If you are going to have that much air force sucking out, you better have some blowing in as well, or they will work against each other.
October 12, 2005 6:41:40 PM

thank you all for your advice.

the 2x1024mb ram was a great Idea, didn't think about that. leaves room for upgrade. he will probably have this computer maybe as long as 3-4years.

and I wrote raid-0 but I meant raid-1 mirror. my bad. I know 2 raptors are great when striping :)  but it was just meant as a cheap somewhat large safe storage, not for speed :)  the photoshop cache will have to be on the same drives. I dont think the performance loss there will justify another harddrive, say for instance a 36GB raptor that is around $130 here.
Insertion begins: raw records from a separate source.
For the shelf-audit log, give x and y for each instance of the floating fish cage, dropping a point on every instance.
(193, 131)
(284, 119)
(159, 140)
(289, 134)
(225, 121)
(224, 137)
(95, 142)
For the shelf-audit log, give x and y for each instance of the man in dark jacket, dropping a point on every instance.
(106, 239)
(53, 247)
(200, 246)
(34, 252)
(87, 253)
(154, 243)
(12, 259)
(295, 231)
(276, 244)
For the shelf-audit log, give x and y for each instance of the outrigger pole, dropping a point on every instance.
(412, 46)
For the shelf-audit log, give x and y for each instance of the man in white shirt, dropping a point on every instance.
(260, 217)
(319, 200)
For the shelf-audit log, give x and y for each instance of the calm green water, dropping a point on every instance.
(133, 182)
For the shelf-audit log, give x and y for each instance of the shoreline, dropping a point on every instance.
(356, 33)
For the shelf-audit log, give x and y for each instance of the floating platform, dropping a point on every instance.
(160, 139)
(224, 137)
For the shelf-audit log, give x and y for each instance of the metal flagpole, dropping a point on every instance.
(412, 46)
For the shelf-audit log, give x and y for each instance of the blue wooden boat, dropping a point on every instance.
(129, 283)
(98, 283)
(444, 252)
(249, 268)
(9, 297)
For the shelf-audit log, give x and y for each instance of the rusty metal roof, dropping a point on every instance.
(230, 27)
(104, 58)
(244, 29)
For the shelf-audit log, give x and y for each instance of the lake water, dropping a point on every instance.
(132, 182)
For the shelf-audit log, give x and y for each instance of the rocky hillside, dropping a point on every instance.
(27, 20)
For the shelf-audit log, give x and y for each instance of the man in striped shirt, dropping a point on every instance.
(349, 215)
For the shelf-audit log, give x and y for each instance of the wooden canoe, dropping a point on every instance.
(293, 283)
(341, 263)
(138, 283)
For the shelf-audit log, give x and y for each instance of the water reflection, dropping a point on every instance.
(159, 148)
I'm on a relativly small budget for a dual setup. because he's buying a $1500 Eizo LCD.

and yeah the 5year warranty on the seagate drives is appealing. and I think the noise they make will be negligable.

ya I forgot to say that I live in sweden. so the AMD X2 3800+ is about $450 here, and the X2 4400+ is $670. :( 

and I'm gonaa go for a Chieftec case with a 360w PSU (I think it's very similar to antec).

ya I might get a 92mm fan in front blowing in air on the harddrives.

I'm not sure but I'm guessing the AMD fans are 80mm, and around 2500-3000rpm? and that's to much. I'm gonna go for 1200-1700rpm maybe, 92mm with a big heatsink.

going away on a trip, will be back in a week!
!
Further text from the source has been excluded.